For people like me who are endlessly fascinated by data and privacy, 1 February was a date of note. That was the day NHS England officially took over NHS Digital. The merger was a surprise to many when it was announced in 2021. One former chair of NHS Digital called it a “significant retrograde step” that could undermine the public’s data rights. And, as February 2023 dawned, the national data guardian for health and adult social care, Nicole Byrne, said NHS England now needs to “demonstrate it is trustworthy” when it comes to handling patient data.
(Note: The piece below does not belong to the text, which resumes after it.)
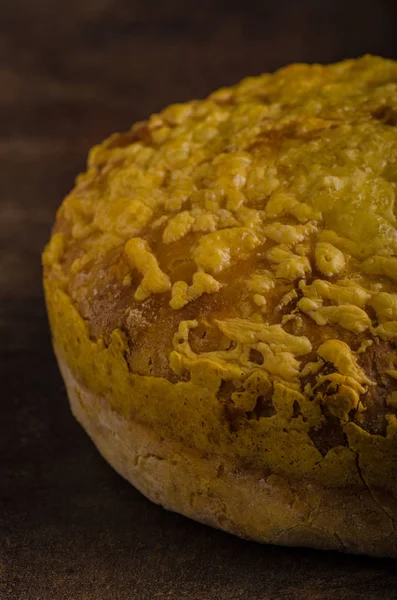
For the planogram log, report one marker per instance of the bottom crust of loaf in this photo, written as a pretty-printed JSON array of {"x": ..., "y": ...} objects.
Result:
[{"x": 214, "y": 490}]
It’s often said the NHS is sitting on a goldmine of data – one that the accountants EY estimated is worth £9.6bn a few years ago. Primary care records span 55 million people, and there are a further 23 million care records where patients received secondary or specialist care. The opportunity to use that data to research and improve patient monitoring, prevent disease and the worsening of long-term conditions, and innovate new treatments is huge.
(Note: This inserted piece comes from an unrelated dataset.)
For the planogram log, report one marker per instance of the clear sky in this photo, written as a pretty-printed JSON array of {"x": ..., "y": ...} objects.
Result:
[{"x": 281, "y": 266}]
But it’s also one that is fraught with fears for privacy and fear of private sector involvement with the NHS. Trust is at the heart of the problem. That comes in three forms:
- lack of trust in government to deliver when it comes to health (or to deliver without corruption/cronyism);
- lack of trust in technology companies to keep our data safe; and
- lack of trust in any private company motivated by profit, not to use our data for unwanted/unknown purposes.
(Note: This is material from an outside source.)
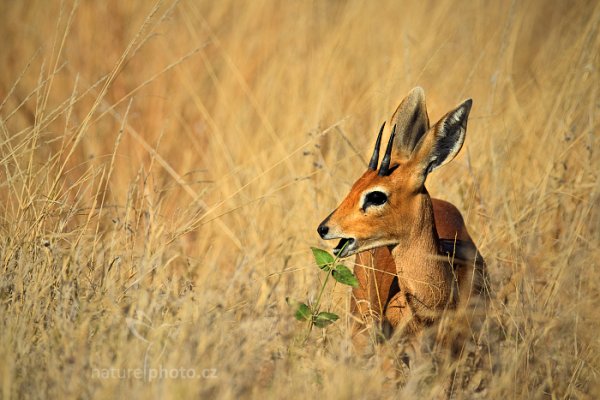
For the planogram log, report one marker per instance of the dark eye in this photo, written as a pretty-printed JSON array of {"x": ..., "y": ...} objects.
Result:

The impact of the Covid-19 pandemic
There have been two major attempts to create a centralised database of primary care – GP – data. The most recent was paused in 2021 after public and media criticism. It was a PR battle as much as an infrastructure project – one privacy campaigner called it an “NHS data grab” and millions of people opted out before the benefits could be explained. Later the budget was reduced dramatically, raising questions about its future.
The rollout plan may have been flawed, but the timing looked positive. Public sentiment on sharing health data shifted during the pandemic. A national data sharing agreement was put in place by the health secretary, allowing additional information from 50 million patients’ GP records to be made available to professionals such as pharmacists and paramedics. The agreement also supported record-sharing and appointment booking across GP practices and NHS 111 services. And as individuals, many of us shared our Covid-19 status and location to track and minimise the spread of disease.
Many of these programmes will continue, and there are others too. The Our Future Health programme, aims to recruit 5 million volunteers to help develop new ways to prevent, detect and treat disease. And the Goldacre review, which was published in April 2022, provided a vision for the development of Trusted Research Environments (TREs) with enhanced privacy protections, that would have faster access to well-curated national and local data.